孤高の脳外科医は初恋妻をこの手に堕とす~契約離婚するはずが、容赦なく愛されました~
確かに中学三年生の時、そういう名のクラスメイトがいた。
成績は全国でもトップクラスの秀才で、休み時間も自席から動かず勉強ばかり。
背が低く、ちょっと……いや、だいぶ太めな体型で、クラスでも中心的存在の女子グループから『ガリ勉キモデブ』と酷いあだ名でからかわれ、虐められていた。

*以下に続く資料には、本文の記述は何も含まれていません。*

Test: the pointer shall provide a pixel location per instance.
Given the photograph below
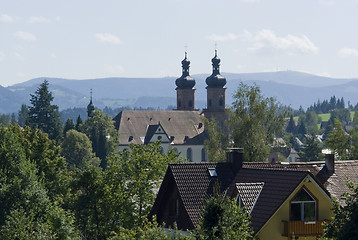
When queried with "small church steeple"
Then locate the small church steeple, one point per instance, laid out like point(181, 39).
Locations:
point(185, 88)
point(215, 91)
point(90, 107)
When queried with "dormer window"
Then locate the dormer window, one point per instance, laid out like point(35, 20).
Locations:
point(212, 172)
point(303, 207)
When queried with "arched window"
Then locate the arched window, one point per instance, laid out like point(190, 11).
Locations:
point(221, 102)
point(203, 155)
point(303, 207)
point(189, 154)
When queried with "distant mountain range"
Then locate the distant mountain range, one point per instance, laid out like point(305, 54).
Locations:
point(291, 88)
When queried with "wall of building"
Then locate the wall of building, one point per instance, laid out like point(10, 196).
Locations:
point(274, 228)
point(181, 149)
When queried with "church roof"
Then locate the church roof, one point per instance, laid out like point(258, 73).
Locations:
point(184, 127)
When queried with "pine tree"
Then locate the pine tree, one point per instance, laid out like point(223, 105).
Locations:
point(44, 115)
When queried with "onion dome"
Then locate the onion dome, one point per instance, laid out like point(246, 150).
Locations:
point(215, 79)
point(185, 81)
point(90, 107)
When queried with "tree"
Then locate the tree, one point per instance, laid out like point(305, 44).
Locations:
point(27, 211)
point(344, 223)
point(215, 147)
point(22, 115)
point(312, 150)
point(77, 150)
point(79, 123)
point(100, 130)
point(254, 121)
point(44, 115)
point(222, 218)
point(143, 167)
point(291, 126)
point(337, 140)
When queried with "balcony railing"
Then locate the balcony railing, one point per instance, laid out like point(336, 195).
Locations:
point(300, 228)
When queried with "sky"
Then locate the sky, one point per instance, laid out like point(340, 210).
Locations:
point(86, 39)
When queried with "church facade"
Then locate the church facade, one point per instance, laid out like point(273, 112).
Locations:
point(181, 129)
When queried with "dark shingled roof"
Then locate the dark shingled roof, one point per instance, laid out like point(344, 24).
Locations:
point(249, 193)
point(178, 124)
point(334, 183)
point(194, 184)
point(278, 185)
point(270, 188)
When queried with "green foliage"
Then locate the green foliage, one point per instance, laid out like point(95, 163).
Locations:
point(312, 150)
point(337, 140)
point(44, 115)
point(77, 150)
point(254, 121)
point(150, 230)
point(29, 189)
point(344, 223)
point(222, 218)
point(310, 120)
point(215, 147)
point(100, 130)
point(4, 119)
point(22, 115)
point(143, 167)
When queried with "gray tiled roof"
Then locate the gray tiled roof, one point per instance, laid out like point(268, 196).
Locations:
point(133, 124)
point(249, 193)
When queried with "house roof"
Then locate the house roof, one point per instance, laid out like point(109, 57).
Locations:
point(271, 188)
point(334, 183)
point(278, 185)
point(249, 193)
point(182, 125)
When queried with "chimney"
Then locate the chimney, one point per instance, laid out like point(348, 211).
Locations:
point(235, 157)
point(329, 162)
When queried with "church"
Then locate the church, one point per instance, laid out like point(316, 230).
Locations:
point(181, 129)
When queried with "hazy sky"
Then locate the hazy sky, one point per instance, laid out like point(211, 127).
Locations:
point(80, 39)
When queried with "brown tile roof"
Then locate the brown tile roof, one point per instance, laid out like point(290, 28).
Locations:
point(131, 123)
point(278, 185)
point(270, 188)
point(334, 183)
point(194, 184)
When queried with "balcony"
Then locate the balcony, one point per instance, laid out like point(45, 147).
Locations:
point(300, 228)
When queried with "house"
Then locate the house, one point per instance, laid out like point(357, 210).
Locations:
point(280, 201)
point(181, 129)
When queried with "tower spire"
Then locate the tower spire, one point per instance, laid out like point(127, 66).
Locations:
point(185, 87)
point(90, 106)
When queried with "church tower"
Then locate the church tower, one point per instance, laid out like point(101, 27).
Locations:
point(185, 88)
point(215, 93)
point(90, 107)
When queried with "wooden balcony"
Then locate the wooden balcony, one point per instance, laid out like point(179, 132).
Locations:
point(300, 228)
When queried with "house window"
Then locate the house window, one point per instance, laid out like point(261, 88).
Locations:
point(303, 207)
point(189, 155)
point(203, 155)
point(173, 207)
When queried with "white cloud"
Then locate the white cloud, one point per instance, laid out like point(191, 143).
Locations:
point(25, 36)
point(2, 56)
point(348, 52)
point(266, 41)
point(7, 19)
point(108, 38)
point(222, 38)
point(113, 69)
point(36, 19)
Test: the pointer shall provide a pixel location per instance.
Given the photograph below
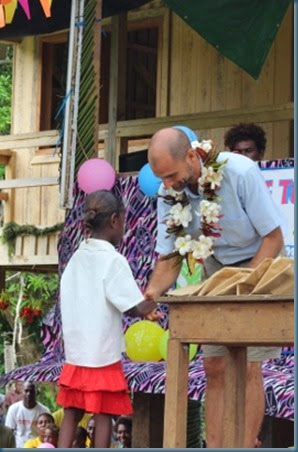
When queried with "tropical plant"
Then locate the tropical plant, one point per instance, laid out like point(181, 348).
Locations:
point(23, 304)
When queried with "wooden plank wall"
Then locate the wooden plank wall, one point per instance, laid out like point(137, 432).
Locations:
point(202, 80)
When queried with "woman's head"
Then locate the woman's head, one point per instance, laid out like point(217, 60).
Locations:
point(51, 435)
point(247, 139)
point(79, 441)
point(43, 421)
point(104, 216)
point(122, 429)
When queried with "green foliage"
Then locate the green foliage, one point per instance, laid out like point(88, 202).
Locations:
point(39, 295)
point(12, 230)
point(5, 95)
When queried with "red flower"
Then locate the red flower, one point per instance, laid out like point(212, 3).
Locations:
point(4, 304)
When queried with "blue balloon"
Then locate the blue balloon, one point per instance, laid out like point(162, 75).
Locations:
point(148, 182)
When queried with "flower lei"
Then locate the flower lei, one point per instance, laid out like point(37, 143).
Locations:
point(180, 214)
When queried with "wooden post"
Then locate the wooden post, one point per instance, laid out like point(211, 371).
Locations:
point(117, 87)
point(234, 397)
point(176, 395)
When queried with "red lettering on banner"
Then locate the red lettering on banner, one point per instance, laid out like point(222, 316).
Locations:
point(287, 191)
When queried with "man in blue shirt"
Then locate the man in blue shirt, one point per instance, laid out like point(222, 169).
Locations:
point(250, 233)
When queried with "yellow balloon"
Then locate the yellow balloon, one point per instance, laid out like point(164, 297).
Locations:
point(142, 340)
point(163, 347)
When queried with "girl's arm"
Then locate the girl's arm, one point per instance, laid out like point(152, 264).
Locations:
point(147, 308)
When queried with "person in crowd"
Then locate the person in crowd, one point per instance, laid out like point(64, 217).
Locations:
point(44, 420)
point(15, 395)
point(2, 408)
point(58, 416)
point(247, 139)
point(51, 435)
point(7, 439)
point(22, 416)
point(250, 232)
point(123, 429)
point(97, 286)
point(90, 432)
point(80, 439)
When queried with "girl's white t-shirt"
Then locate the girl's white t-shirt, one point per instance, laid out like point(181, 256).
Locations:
point(96, 287)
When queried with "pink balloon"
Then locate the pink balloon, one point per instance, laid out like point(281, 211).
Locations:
point(96, 174)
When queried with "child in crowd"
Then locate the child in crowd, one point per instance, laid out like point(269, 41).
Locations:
point(44, 420)
point(51, 435)
point(90, 432)
point(97, 286)
point(123, 428)
point(80, 438)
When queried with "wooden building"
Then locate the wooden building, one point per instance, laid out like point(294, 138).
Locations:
point(165, 74)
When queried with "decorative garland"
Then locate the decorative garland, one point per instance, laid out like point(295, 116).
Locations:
point(11, 231)
point(180, 214)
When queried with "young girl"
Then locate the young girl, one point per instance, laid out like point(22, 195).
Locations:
point(97, 286)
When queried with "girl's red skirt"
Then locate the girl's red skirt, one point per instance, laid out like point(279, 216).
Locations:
point(94, 390)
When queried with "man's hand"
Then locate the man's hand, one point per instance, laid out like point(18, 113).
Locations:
point(154, 315)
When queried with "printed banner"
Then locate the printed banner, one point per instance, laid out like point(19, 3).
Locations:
point(281, 185)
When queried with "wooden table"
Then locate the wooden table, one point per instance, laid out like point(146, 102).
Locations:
point(235, 321)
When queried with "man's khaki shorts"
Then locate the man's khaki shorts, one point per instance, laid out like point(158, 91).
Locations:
point(254, 354)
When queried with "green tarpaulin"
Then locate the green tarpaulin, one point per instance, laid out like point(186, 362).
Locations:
point(241, 30)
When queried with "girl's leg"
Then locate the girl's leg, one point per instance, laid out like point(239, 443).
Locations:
point(72, 417)
point(103, 430)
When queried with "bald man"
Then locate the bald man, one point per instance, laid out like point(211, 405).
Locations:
point(250, 233)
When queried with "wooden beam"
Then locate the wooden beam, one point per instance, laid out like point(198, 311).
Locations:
point(3, 196)
point(139, 128)
point(210, 120)
point(26, 140)
point(22, 183)
point(118, 51)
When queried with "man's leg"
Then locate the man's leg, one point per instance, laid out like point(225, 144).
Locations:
point(254, 403)
point(214, 406)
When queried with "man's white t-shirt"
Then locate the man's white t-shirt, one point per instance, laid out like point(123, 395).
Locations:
point(248, 210)
point(22, 421)
point(97, 286)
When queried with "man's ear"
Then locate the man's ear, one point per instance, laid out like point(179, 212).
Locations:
point(113, 219)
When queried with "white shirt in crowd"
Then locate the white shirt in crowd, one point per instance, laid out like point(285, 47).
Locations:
point(97, 286)
point(22, 421)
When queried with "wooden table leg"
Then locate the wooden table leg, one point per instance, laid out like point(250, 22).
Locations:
point(234, 404)
point(176, 395)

『霧生』というと結構珍しい名字だけど、すぐに記憶が結びつかなかったのは、今隣にいる男性には、面影すら見当たらないせい。
そもそも、あの頃の霧生君も、大きな眼鏡をかけていて髪はボサボサだったから、私は彼がどんな顔立ちだったか知らない。


「ほ……ほんとにあの霧生君? どう見ても別人なんだけど……」


私が呆然と零した心の声に、彼はまだ苦い顔で「ああ」と頷いた。


「僕は中学卒業後、父親の仕事の都合でパリに行ってね。言葉の壁と海外暮らしのストレスで痩せたんだ。さらに、遅れてきた成長期で、高校時代に背が伸びた。それ以外は、なにも変わってない」


簡単に言うけど、身長が伸びれば骨格も変わる。
中学の頃はまん丸のムーンフェイスだったけど、この男性は頬骨が張り、顎もほっそりしていて男っぽく、横幅に至っては中学時代の半分だ。